Security in Depth

Over the past 25 years, the methodology of network security has changed almost beyond recognition. With the aggressive pace at which data have grown and the need for constant real-time access becoming the norm, paying increased attention to securing networks and data has become critical. As data become ever more available online and organizations are obliged to offer access to their information across a publicly mistrusted medium, the potential for and reality of data compromise have become very real. Organizations lose billions of dollars each year through this very phenomenon.
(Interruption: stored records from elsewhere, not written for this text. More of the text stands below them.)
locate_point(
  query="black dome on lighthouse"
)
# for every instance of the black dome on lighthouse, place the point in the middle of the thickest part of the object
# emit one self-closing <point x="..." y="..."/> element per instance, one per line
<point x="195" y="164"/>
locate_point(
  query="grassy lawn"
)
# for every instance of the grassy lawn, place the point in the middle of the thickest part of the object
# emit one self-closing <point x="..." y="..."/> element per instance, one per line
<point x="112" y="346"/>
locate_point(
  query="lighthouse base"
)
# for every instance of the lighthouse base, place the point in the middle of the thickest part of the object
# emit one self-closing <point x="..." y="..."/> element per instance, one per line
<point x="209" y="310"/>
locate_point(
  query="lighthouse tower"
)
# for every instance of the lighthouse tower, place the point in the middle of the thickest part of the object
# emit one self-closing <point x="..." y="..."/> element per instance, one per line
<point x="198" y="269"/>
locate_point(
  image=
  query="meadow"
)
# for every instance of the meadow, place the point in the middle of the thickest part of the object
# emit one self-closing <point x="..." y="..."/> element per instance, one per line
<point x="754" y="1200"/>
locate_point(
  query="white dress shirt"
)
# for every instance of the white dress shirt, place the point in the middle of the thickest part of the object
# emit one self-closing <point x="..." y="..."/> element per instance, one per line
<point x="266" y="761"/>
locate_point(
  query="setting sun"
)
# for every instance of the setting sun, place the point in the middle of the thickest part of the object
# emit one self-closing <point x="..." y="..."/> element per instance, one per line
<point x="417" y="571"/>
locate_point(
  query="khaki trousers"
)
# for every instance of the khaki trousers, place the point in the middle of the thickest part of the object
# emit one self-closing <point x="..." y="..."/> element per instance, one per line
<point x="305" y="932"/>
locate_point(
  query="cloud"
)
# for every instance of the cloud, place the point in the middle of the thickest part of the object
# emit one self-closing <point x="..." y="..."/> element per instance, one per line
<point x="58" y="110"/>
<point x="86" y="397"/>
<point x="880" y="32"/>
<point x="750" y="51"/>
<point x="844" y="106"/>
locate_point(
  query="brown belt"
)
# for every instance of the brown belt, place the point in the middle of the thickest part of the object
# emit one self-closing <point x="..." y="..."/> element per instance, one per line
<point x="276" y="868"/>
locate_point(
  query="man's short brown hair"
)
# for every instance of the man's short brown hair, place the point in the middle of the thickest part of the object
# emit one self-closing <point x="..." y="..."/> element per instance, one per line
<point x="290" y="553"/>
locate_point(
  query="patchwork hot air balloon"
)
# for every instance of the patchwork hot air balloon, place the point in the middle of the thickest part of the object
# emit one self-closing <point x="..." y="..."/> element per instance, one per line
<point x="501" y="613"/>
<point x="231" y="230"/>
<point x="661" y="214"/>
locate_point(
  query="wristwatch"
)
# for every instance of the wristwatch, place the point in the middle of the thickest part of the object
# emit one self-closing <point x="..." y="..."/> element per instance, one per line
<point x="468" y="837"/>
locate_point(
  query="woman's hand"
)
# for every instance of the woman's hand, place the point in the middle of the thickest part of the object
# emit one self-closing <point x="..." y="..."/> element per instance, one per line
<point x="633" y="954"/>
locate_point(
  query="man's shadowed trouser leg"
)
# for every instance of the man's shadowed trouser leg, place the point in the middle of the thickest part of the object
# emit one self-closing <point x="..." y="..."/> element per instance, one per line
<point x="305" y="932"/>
Security breaches seem to be a daily occurrence, one of the most recent being the Equifax breach, in which tens of millions of records were stolen. Although, at the time of writing, the actual cost of this breach remains unknown, it could easily approach the US billion-dollar mark. With this level of loss becoming a real risk, businesses are committing increasing amounts of resources to bolstering their data security. Such efforts have seen the movement to a layered defense model becoming the norm. Experts in the field are designing security measures so that information entering and leaving an organization must pass through several layers, in an effort to fill the gaps left by using a single security device. Some of these methods will be discussed in detail in this article.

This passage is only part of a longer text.